A Pareto chart is a combined bar and line chart that ranks categories from highest to lowest frequency or impact. The bars show individual category counts on a left vertical axis. The line shows the running cumulative percentage on a right vertical axis, moving from left to right across the categories.
Together, they make it visually obvious which few categories account for the majority of your problem — giving your team an immediate, data-driven basis for prioritization.

The chart is grounded in the Pareto principle, also known as the 80/20 rule: roughly 80 percent of defects, errors, or losses typically come from 20 percent of the causes. This is not a fixed mathematical law, but it holds consistently enough across industries and process types that it has become a foundational concept in quality management. The Pareto chart makes this pattern visible in your specific data.

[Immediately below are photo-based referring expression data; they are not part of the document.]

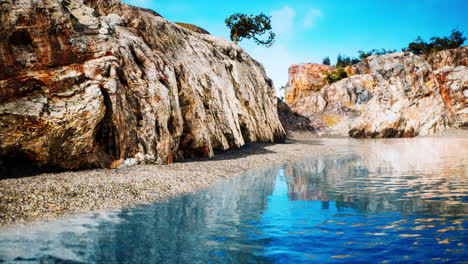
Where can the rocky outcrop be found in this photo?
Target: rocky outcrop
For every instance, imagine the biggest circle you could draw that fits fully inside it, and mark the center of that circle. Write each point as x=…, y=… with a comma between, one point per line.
x=331, y=109
x=99, y=83
x=406, y=100
x=291, y=120
x=451, y=57
x=395, y=95
x=453, y=83
x=304, y=80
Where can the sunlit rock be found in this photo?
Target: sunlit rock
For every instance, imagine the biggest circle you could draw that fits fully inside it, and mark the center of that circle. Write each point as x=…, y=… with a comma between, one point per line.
x=91, y=83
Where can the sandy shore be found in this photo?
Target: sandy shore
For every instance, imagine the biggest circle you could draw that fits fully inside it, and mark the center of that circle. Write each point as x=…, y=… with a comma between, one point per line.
x=48, y=196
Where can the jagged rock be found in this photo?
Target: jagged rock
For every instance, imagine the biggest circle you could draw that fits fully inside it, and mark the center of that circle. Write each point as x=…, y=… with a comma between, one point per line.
x=95, y=83
x=395, y=95
x=453, y=83
x=304, y=80
x=451, y=57
x=193, y=28
x=292, y=121
x=406, y=99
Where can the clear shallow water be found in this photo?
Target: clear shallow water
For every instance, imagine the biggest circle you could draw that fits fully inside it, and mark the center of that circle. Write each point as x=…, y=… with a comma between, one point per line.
x=399, y=201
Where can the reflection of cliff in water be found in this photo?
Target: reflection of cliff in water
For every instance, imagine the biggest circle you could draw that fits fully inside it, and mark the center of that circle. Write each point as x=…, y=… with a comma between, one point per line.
x=425, y=175
x=176, y=231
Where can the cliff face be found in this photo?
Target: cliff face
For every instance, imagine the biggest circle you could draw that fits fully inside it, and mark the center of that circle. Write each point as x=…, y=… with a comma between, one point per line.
x=395, y=95
x=304, y=80
x=96, y=83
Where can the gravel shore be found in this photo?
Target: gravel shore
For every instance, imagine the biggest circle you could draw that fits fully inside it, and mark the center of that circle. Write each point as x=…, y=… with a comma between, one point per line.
x=47, y=196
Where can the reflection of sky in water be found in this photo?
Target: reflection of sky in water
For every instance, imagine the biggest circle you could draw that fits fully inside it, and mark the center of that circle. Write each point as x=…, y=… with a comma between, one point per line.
x=400, y=201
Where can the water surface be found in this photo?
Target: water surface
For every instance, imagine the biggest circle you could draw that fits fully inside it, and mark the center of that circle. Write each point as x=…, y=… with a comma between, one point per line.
x=385, y=201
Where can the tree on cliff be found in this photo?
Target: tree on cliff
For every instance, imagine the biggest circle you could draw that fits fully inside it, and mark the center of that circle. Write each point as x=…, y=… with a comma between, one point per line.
x=419, y=46
x=244, y=26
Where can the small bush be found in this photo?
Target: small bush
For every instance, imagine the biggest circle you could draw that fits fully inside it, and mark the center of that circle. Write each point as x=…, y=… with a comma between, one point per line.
x=419, y=46
x=193, y=28
x=331, y=120
x=344, y=61
x=336, y=75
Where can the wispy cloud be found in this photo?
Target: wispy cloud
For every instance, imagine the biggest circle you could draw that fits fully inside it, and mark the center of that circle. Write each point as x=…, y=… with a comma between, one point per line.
x=311, y=18
x=283, y=21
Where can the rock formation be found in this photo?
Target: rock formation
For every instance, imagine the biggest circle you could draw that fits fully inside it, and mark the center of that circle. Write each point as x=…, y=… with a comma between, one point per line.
x=395, y=95
x=305, y=79
x=98, y=83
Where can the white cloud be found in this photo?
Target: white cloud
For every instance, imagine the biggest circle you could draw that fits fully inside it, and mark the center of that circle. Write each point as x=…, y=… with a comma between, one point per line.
x=310, y=19
x=282, y=21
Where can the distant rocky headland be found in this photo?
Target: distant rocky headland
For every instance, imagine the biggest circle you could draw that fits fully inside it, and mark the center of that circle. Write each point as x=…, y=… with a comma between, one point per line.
x=99, y=83
x=394, y=95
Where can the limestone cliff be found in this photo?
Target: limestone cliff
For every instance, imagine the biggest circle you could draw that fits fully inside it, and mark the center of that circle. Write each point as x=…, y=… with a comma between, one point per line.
x=304, y=80
x=95, y=83
x=395, y=95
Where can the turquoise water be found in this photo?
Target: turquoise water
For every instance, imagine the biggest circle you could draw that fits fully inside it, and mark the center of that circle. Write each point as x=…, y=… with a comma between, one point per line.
x=371, y=203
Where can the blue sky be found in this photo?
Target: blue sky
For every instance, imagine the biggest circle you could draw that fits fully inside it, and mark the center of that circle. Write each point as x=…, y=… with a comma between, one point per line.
x=307, y=31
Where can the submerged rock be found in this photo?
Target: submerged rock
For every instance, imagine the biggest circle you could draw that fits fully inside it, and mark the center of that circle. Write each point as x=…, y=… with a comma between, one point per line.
x=304, y=80
x=453, y=82
x=90, y=83
x=406, y=101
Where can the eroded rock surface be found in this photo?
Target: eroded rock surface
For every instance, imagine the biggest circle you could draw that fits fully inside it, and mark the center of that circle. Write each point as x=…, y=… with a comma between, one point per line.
x=395, y=95
x=95, y=83
x=406, y=100
x=304, y=80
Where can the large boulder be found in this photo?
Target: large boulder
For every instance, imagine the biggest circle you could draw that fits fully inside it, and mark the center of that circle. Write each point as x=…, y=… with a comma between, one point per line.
x=332, y=108
x=406, y=99
x=395, y=95
x=96, y=83
x=305, y=79
x=453, y=83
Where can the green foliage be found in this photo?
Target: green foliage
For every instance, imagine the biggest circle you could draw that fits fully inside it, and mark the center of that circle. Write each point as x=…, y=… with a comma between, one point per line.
x=250, y=27
x=419, y=46
x=193, y=28
x=343, y=61
x=336, y=75
x=364, y=54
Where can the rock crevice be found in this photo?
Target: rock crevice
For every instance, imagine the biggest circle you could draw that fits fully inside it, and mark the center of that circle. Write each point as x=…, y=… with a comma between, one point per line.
x=104, y=82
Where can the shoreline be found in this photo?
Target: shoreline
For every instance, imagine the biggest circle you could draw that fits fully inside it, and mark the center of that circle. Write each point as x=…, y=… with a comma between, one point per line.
x=50, y=196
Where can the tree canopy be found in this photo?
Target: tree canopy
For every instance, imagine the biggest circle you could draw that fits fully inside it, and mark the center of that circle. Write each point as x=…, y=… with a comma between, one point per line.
x=250, y=27
x=419, y=46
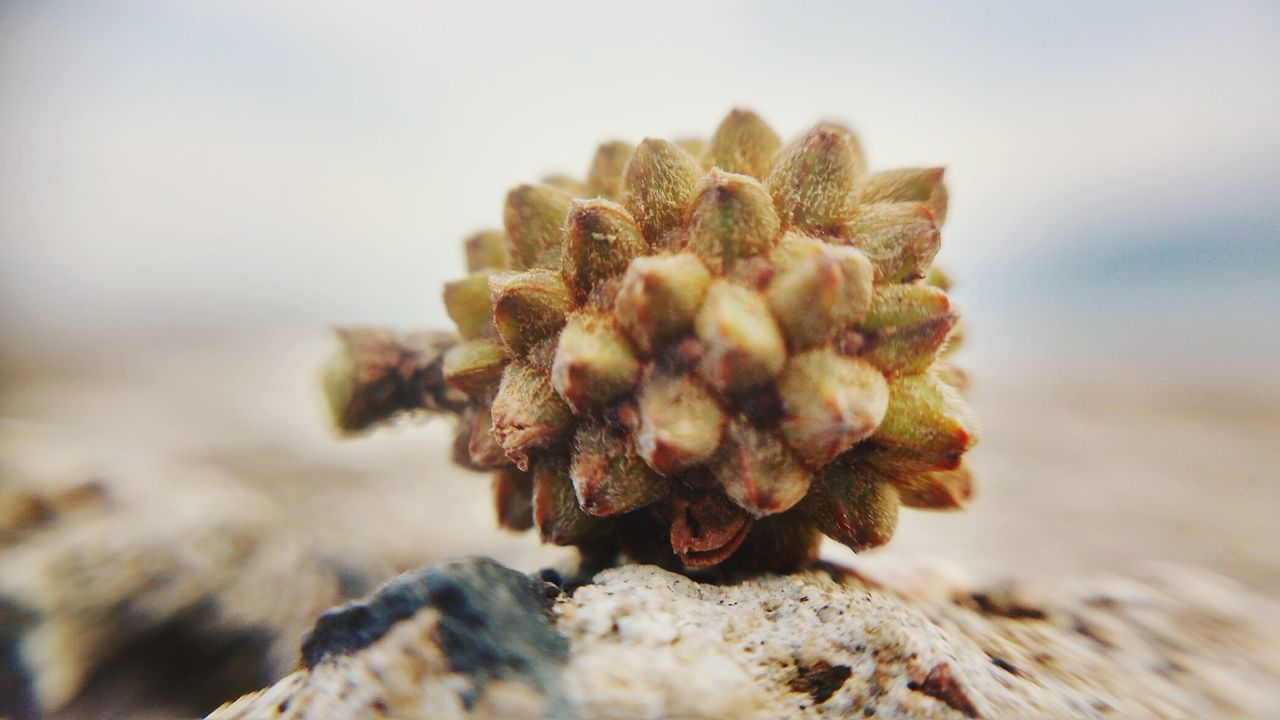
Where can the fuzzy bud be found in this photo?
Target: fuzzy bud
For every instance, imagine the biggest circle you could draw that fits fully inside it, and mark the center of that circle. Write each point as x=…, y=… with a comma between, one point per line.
x=813, y=181
x=529, y=308
x=659, y=297
x=608, y=477
x=488, y=250
x=604, y=178
x=940, y=490
x=854, y=506
x=732, y=219
x=757, y=470
x=556, y=511
x=780, y=543
x=679, y=423
x=830, y=402
x=474, y=367
x=928, y=422
x=906, y=185
x=483, y=449
x=593, y=363
x=469, y=305
x=534, y=215
x=900, y=238
x=513, y=499
x=818, y=290
x=707, y=528
x=658, y=183
x=600, y=238
x=528, y=413
x=743, y=144
x=906, y=327
x=695, y=146
x=744, y=345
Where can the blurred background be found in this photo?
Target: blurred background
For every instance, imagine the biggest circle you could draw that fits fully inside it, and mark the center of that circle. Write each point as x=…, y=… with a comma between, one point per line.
x=192, y=194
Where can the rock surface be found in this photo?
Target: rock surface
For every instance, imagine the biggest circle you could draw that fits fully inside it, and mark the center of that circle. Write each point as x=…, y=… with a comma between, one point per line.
x=647, y=643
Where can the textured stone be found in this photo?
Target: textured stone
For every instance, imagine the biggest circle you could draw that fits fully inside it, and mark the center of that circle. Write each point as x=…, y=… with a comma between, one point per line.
x=647, y=643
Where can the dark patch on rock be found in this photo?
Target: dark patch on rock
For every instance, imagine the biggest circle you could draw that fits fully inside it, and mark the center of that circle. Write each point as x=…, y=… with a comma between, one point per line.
x=1005, y=602
x=942, y=686
x=184, y=666
x=17, y=697
x=821, y=679
x=1006, y=665
x=494, y=625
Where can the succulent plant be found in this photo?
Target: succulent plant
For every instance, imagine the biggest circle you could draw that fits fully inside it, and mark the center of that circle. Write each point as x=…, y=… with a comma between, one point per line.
x=713, y=356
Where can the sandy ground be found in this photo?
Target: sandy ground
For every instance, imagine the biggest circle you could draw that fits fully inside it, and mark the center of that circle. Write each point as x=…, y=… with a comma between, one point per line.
x=1102, y=475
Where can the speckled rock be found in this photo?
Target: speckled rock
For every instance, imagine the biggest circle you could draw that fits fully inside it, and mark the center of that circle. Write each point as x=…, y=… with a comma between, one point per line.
x=647, y=643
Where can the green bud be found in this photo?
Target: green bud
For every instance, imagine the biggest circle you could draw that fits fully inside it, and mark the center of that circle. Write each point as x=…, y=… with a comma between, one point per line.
x=528, y=413
x=854, y=506
x=818, y=290
x=695, y=146
x=732, y=219
x=376, y=374
x=529, y=308
x=938, y=278
x=900, y=238
x=608, y=477
x=474, y=367
x=467, y=304
x=830, y=402
x=952, y=376
x=483, y=447
x=593, y=363
x=927, y=420
x=604, y=178
x=757, y=470
x=813, y=180
x=906, y=327
x=744, y=144
x=658, y=183
x=679, y=423
x=938, y=490
x=659, y=297
x=513, y=499
x=488, y=250
x=534, y=217
x=906, y=185
x=600, y=238
x=707, y=528
x=556, y=511
x=744, y=347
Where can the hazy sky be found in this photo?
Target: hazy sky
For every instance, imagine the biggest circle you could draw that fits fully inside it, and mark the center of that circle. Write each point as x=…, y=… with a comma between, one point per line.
x=172, y=164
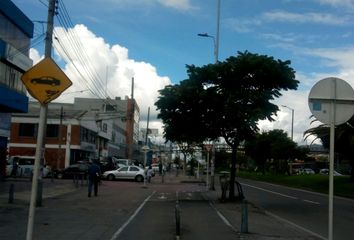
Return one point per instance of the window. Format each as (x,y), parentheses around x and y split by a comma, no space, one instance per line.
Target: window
(52,131)
(27,130)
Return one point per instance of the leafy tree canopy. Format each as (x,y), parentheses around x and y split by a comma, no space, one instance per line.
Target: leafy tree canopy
(226,99)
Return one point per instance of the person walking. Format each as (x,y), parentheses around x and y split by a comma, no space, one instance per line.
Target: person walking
(94,173)
(150,172)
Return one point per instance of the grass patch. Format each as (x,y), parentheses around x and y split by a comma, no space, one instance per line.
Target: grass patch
(318,183)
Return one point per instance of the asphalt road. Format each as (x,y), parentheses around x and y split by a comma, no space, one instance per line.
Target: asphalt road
(306,209)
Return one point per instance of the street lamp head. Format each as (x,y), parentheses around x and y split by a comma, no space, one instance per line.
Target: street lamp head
(203,35)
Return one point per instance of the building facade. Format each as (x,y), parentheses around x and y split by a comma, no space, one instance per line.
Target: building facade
(87,129)
(16,31)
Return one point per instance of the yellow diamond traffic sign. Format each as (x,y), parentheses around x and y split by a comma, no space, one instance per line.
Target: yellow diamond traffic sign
(45,81)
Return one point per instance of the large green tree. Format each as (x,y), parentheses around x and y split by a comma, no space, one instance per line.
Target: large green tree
(229,98)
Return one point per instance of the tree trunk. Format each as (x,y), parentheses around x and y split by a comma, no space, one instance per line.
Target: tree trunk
(233,173)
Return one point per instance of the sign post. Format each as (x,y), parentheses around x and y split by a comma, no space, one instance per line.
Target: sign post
(45,82)
(331,101)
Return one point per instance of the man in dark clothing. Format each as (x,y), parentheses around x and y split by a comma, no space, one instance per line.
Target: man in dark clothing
(94,173)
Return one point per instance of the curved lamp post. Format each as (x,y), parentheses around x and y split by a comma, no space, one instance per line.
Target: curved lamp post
(292,121)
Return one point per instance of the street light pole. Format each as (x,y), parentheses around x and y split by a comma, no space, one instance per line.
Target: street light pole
(292,121)
(216,55)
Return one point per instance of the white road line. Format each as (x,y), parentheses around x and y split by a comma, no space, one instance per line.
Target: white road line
(295,225)
(120,230)
(276,193)
(313,202)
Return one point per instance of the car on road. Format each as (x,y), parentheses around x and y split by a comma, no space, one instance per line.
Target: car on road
(306,171)
(128,172)
(77,169)
(325,171)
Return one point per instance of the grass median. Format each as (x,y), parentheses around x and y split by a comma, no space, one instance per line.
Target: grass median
(319,183)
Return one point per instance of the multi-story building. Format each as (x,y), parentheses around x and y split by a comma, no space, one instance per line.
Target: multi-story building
(16,31)
(88,128)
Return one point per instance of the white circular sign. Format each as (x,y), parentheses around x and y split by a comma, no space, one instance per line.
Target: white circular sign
(330,91)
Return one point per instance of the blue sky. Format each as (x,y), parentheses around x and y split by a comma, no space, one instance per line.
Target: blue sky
(153,40)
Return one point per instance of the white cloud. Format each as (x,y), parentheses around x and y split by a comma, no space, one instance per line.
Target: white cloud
(111,70)
(337,3)
(35,56)
(182,5)
(296,100)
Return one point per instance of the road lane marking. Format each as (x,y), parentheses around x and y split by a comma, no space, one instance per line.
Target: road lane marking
(283,195)
(295,225)
(309,201)
(120,230)
(276,193)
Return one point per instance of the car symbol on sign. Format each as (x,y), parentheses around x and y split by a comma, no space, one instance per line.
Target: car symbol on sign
(46,80)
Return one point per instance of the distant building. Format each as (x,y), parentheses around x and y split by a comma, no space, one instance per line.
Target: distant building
(16,32)
(88,128)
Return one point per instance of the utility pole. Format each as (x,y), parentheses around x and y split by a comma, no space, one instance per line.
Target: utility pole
(41,127)
(60,137)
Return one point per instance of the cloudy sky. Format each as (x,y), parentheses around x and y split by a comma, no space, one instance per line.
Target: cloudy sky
(103,44)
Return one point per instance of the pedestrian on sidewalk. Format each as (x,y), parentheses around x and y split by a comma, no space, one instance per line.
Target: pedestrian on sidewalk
(149,174)
(94,174)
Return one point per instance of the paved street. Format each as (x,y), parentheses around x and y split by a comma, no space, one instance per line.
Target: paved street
(127,210)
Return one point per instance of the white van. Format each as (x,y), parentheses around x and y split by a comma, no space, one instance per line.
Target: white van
(24,166)
(121,162)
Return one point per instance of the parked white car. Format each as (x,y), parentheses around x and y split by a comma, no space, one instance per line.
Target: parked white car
(325,171)
(24,167)
(128,172)
(306,171)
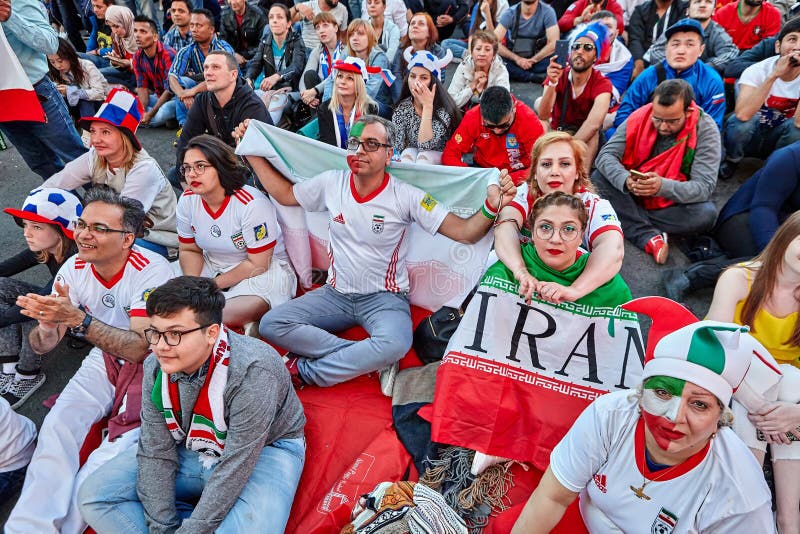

How to Build a Pareto Chart: A Step-by-Step Example
Step 1: Collect Your Frequency Data
| Defect Type | Count |
|---|---|
| Flash | 22 |
| Short shot | 8 |
| Sink marks | 5 |
| Splay | 5 |
| Burn marks | 4 |
| Flow lines | 4 |
| Warping | 3 |
| Contamination | 2 |
| Weld line | 2 |
| Color streak | 2 |
| Total | 57 |
You need a count for each category you want to analyze. This could be defect types, failure modes, customer complaint categories, downtime causes, or any classification where you want to understand relative contribution.
Step 2: Sort Categories in Descending Order
Arrange categories from highest count to lowest, left to right. If you have a miscellaneous or “other” category, place it at the far right regardless of its count. It is not a specific, actionable category and should not influence where the 80 percent threshold falls.
Our sorted order is: flash, short shot, sink marks, splay, burn marks, flow lines, warping, contamination, weld line, color streak.

Step 3: Calculate Cumulative Percentages
Divide each category count by the total, then accumulate percentages from left to right. Each bar’s cumulative percentage is the sum of all percentages up to and including that bar. The final bar always reaches 100 percent.
| Defect Type | Count | % of Total | Cumulative % |
|---|---|---|---|
| Flash | 22 | 38.6% | 38.6% |
| Short shot | 8 | 14.0% | 52.6% |
| Sink marks | 5 | 8.8% | 61.4% |
| Splay | 5 | 8.8% | 70.2% |
| Burn marks | 4 | 7.0% | 77.2% |
| Flow lines | 4 | 7.0% | 84.2% |
| Warping | 3 | 5.3% | 89.5% |
| Contamination | 2 | 3.5% | 93.0% |
| Weld line | 2 | 3.5% | 96.5% |
| Color streak | 2 | 3.5% | 100.0% |
Step 4: Draw the Chart
Plot the bars in descending order using the left vertical axis for counts. Then overlay the cumulative percentage line using a right vertical axis scaled from 0 to 100 percent. The line originates at the top right corner of the first bar and ends at 100 percent above the last bar.

In our chart, the cumulative line crosses 80 percent after flow lines, with a running total of 84.2 percent. This means six defect types — flash, short shot, sink marks, splay, burn marks, and flow lines — together account for 84.2 percent of all defects on Line 3 that week. The remaining four defect types combined account for less than 16 percent.
That tells your team exactly where to direct attention first.
Practical Considerations
Pareto charts reveal what, not why. They show which categories occur most often, not what is causing them. Once you have identified your vital few, the next step is root cause analysis. The cause-and-effect diagram — covered in Part 4 of this series — is the tool designed for that investigation.
Consider weighting by impact, not just frequency. If defect type A occurs 50 times at a repair cost of $2 each, and defect type B occurs 10 times at a repair cost of $100 each, the cost-weighted Pareto will look very different from the frequency-based one. Use whichever measure best reflects the actual business impact in your process. Common impact measures include cost, downtime hours, warranty claims, and customer complaint severity.

Use Pareto charts to verify improvement. Run a chart before a corrective action and another after, under the same time period and measurement conditions. If your vital few categories have shifted or reduced in proportion, you have data-backed evidence that the improvement worked.